Amendment No. 1 to the Dover Corporation 2005 Equity and Cash Incentive Plan (Amended and Restated as of January 1, 2009)

EX-10.9 3 a2014123110-kexhibit109.htm EXHIBIT 10.9 2014.12.31 10-K Exhibit 10.9


Exhibit 10.9

Amendment No. 1
to the
Dover Corporation 2005 Equity and Cash Incentive Plan
(Amended and Restated as of January 1, 2009)

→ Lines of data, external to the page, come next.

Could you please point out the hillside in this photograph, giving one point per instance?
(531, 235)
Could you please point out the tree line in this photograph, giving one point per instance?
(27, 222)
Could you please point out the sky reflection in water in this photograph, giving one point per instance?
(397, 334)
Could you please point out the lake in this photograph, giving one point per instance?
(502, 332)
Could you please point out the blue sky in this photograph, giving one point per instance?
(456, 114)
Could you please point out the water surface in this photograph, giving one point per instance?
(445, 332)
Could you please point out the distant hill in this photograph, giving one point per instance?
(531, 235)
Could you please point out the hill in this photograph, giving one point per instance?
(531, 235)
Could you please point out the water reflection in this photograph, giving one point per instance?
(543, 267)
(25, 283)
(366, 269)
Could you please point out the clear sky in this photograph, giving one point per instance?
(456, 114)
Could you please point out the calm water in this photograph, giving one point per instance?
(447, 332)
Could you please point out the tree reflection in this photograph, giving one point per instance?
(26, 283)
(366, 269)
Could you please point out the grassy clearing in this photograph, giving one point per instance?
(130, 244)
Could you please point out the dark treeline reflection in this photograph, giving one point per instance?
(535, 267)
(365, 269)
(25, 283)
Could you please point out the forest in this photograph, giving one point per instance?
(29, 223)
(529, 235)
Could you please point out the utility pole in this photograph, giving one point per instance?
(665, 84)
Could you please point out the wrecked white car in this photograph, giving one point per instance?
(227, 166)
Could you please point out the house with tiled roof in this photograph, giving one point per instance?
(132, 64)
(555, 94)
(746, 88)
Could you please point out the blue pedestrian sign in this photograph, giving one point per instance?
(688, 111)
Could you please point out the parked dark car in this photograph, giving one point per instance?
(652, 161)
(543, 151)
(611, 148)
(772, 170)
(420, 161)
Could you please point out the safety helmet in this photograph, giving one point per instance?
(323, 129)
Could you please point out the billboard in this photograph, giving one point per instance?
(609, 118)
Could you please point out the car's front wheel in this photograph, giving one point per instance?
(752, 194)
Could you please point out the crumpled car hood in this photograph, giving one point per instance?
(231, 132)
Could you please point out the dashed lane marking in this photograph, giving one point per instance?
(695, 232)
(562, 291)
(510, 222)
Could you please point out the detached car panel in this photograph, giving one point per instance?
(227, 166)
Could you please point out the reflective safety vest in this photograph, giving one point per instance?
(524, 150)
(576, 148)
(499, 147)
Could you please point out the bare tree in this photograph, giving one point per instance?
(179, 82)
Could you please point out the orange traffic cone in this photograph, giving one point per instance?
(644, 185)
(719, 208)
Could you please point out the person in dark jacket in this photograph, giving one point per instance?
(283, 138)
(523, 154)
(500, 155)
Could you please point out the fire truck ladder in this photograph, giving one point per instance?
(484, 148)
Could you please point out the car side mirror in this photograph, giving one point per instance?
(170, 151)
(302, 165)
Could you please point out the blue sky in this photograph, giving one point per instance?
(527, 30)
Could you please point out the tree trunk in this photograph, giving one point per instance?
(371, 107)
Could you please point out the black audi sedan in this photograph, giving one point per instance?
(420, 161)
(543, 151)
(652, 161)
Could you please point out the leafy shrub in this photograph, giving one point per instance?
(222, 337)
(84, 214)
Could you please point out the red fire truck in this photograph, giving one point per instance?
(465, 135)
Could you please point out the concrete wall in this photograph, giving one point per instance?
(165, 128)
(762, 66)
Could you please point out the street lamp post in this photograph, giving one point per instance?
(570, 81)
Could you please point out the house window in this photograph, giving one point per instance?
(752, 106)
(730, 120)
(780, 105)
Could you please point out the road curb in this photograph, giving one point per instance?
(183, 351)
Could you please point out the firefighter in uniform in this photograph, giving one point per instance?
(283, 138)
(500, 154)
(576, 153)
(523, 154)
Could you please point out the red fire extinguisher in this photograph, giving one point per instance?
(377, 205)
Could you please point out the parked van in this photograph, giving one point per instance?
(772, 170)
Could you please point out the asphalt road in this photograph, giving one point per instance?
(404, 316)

The Dover Corporation 2005 Equity and Cash Incentive Plan (Amended and Restated as of January 1, 2009) ("Plan") is hereby amended as follows:

1.    Paragraph 14 of the Plan is amended by deleting such paragraph in its entirety and replacing it with the following:     

14.    Effect of Stock Dividends, Merger, Recapitalization or Reorganization or Similar Events. In the event of any change in the Common Stock through merger, consolidation, reorganization, reincorporation, recapitalization, reclassification, stock dividend, stock split, reverse stock split, split-up, split-off, spin-off, combination of shares, exchange of shares or similar change in the capital structure of the Corporation, if all or substantially all the assets of the Corporation are transferred to any other corporation in a reorganization, or in the event of payment of a dividend or distribution to the stockholders of the Corporation in a form other than Common Stock (excepting normal cash dividends) that has a material effect on the fair market value of shares of Common Stock, appropriate adjustments shall be made by the Committee in the number and class of shares subject to the Plan, the number of shares subject to any outstanding awards, and in the exercise or base price per share under any outstanding option or SSAR. The adjustments to be made pursuant to this Paragraph 14 shall meet the requirements of Section 409A of the Code and the regulations thereunder. The Board of Directors shall have the power, in the event of any disposition of substantially all of the assets of the Corporation, its dissolution, any merger or consolidation, or the merger or consolidation of any other corporation into the Corporation, to amend all outstanding options and SSARs to permit their exercise prior to the effectiveness of any such transaction and to terminate such options or SSARs as of such effectiveness. If the Board of Directors shall exercise such power, all options and SSARs outstanding shall be deemed to have been amended to permit the exercise thereof in whole or in part by the holder at any time or from time to time as determined by the Board of Directors prior to the effectiveness of such transaction and such options and SSARs shall be deemed to terminate upon such effectiveness.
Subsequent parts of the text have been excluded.